Yale researchers discover how HIV hides from treatment
Even after successful antiretroviral therapy, HIV can hide dormant in a tiny number of immune system cells for decades and re-emerge to threaten the life of its host. Now Yale University researchers have discovered a molecular explanation for how the virus accomplishes this insidious trick, they report May 13 in the journal Science Translational Medicine.
Long-living CD4 T cells, which act as the immune system’s memory of past infections, are HIV’s safe harbor. The virus actually intertwines itself in the DNA of T cells, but because the virus is inactive it leaves nothing to mark its location.
“HIV integrates itself into the human DNA so that antiretroviral therapy cannot find and kill it,” said senior author Ya-Chi Ho, assistant professor of microbial pathogenesis and medicine (infectious diseases).
“It is very hard to study these cells — only one in a million CD4 T cells have infectious HIV,” said Ho. “They are like dandelions hidden in a lawn — impossible to find in the grass but can suddenly pop out as yellow flowers.”
The Yale team developed a way to find these hidden infected cells and also a potential way to control viral spread.
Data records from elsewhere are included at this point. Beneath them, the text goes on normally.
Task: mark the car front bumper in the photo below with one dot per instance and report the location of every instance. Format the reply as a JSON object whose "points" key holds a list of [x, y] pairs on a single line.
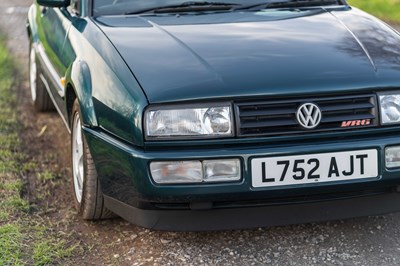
{"points": [[130, 192]]}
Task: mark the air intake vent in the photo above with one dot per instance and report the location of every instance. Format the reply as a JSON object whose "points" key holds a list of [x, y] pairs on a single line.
{"points": [[266, 118]]}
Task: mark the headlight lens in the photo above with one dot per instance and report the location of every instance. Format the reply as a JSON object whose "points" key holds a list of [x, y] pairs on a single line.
{"points": [[390, 108], [189, 122]]}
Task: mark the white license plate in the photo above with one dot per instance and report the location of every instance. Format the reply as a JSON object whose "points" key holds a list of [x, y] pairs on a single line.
{"points": [[314, 168]]}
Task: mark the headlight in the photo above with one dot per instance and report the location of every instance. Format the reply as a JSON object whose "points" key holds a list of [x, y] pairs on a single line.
{"points": [[213, 121], [390, 108]]}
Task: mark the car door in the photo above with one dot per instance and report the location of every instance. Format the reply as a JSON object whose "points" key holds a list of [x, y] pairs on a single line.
{"points": [[54, 24]]}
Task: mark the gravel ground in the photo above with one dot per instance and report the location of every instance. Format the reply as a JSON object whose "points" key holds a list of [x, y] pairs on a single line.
{"points": [[362, 241]]}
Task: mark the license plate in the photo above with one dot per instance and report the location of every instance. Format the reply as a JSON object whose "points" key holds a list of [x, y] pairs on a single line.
{"points": [[314, 168]]}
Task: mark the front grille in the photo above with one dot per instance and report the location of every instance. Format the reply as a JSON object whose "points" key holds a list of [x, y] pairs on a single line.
{"points": [[266, 118]]}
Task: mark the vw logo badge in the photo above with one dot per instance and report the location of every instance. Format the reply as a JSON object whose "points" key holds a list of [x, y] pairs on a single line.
{"points": [[309, 115]]}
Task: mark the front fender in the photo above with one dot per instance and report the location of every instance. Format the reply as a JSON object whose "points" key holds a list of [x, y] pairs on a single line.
{"points": [[80, 81]]}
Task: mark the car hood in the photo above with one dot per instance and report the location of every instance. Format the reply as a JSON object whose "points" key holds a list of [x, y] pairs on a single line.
{"points": [[269, 53]]}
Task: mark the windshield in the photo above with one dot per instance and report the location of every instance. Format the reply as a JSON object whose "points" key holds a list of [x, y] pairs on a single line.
{"points": [[120, 7]]}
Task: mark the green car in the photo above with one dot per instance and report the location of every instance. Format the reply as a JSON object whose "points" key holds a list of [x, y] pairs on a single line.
{"points": [[194, 115]]}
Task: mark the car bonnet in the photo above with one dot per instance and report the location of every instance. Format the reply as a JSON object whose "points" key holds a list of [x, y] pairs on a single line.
{"points": [[240, 54]]}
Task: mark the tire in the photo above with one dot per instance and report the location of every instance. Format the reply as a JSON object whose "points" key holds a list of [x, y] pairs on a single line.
{"points": [[85, 184], [39, 95]]}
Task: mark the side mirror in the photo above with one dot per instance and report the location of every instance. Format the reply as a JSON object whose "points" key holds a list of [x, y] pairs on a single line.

Ho’s team took cells from HIV patients who had undergone antiretroviral therapy. The scientists activated the virus in T cells in a lab dish and used florescent probes to label the viral RNA that identifies infected cells. They then removed these rare HIV-infected cells and studied individual cells at high resolution. This method, called HIV SortSeq, allowed researchers to track the interplay between the RNA of the host and the virus within single cells.
They found that HIV essentially hijacks genes that allow T cells to survive. Intriguingly, said the researchers, HIV works to promote the expression of genes implicated in cancer. Essentially, HIV wrests control of activation of these cancer genes from the host cells. Although this process does not cause cancer in T cells, the researchers said, the process may help these HIV-harboring T cells to proliferate.
Understanding these processes could help scientists develop new ways to control HIV infection, the researchers said.
Yale’s Runxia Liu and Yang-Hui Jimmy Yeh are co-first authors, as is Ales Varabyou of Johns Hopkins.
This study was supported by the National Institutes of Health, Yale Top Scholar, and the Gilead HIV Research Scholar Award.